Nicolas de Staël, Tutto deve accadere dentro di me, a c. di Lucetta Frisa, Via del Vento Edizioni, pp. 44, €4,00

recensisce ELIO GRASSO

Pittore in Marocco. 1936. Cosa ci fa un ragazzo (o poco più) di Pietroburgo a Marrakesh, occhio vigile e innamorato dei colori surmoltiplicati dai 48 gradi all’ombra? Quanto può valere il suo diario, incantato di nostalgia veggente, dentro il grande numero di scrittori e artisti che nel Novecento sono stati affascinati dagli spazi, dai muri e anfratti della kasbah, dalle spezie, dalle donne e dalla droga locale?

Leggere i frammenti, scelti e tradotti da Lucetta Frisa, non permette agevoli risposte, ma attiva celeri interessi e impressioni corsare balenanti di colori puri e saturi almeno quanto i dipinti di questo Nicolas giramondo dallo sguardo limpido e tranquillo. Le donne sono belle, fanno l’amore di notte e mercanteggiano pecore di giorno, gli uomini appaiono meno attivi e tracannano tè, la polvere satura il paesaggio e lo rende iridescente, le pitture murali sono pressoché inimitabili, mentre lui dipinge e scrive senza sosta. Le lettere ai familiari hanno toni sereni, l’artista sembra restare in disparte, non ci sono episodi di intrecci con la comunità ma molte eccitazioni sensoriali. Lo stile nordafricano, un po’ minaccioso se descritto da Paul Bowles, giunto in quei luoghi pochi anni prima, qui manca.
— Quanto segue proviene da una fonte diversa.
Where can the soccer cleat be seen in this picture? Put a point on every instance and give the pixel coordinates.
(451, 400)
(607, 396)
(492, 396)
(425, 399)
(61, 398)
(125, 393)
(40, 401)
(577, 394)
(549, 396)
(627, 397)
Ma la ricerca di de Staël evidentemente è altrove. La manualità che serve a tracciare i colori allontana l’attenzione aguzza dello scrittore, ovvero l’artista stesso diventa parte del paesaggio saturato di luce (e forse di kif) mentre mescola i suoi pigmenti. La molta luce, a suo vedere sempre troppo poca, s’incolla con avidità ai quadri, alcuni dei quali (splendidi) sono riprodotti nel volumetto. Ma sono opere degli anni successivi, dunque privi di spazi africani: le forme diventano estensioni di colore puro, prive di particolari, se non fosse che i titoli attribuiti rimandano a luoghi precisi, essenzialmente europei.
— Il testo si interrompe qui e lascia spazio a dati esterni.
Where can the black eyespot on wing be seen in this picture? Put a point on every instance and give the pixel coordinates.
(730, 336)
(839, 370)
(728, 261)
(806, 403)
De Staël ha avuto imperiosi smarrimenti dentro l’ossessione coloristica, durante e dopo il giovanile credo estetico: Tutto deve accadere dentro di me. Scrivendo al padre questa frase pose il sigillo di una vita trasportata da Pietroburgo alle terre più luminose del Mediterraneo, fino al lampo finale dalla finestra di una casa ad Antibes. Vi si gettò nel 1955, quando la sua fama si stava espandendo. L’apparente equilibrio giovanile del diario sembra sia stato spezzato negli anni della maturità, forse il troppo guardare sfianca i confini, fa travisare le distanze, così come non c’è distanza geografica nei suoi dipinti: ma una grande diffusione del colore, chiaro segno di allargamento dello sguardo assoluto. Una logica percettiva dal destino irrevocabile, come scrive Frisa nella postfazione: «Ha fiducia in una logica totale che, nella sua assolutezza, tende all’illogico».
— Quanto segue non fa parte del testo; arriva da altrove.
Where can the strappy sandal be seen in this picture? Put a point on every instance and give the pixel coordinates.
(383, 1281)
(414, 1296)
Ma intanto possiamo leggere questi frammenti, tratti da raccolte pubblicate postume dal figlio, come piccoli prodigi apparsi fra una tempesta di sabbia e l’altra. Alimentando ancora una volta il nostro continuo desiderio di un altrove scomparso, africano, le cui vestigia ormai ritroviamo soltanto in artisti e scrittori d’Ottocento e Novecento.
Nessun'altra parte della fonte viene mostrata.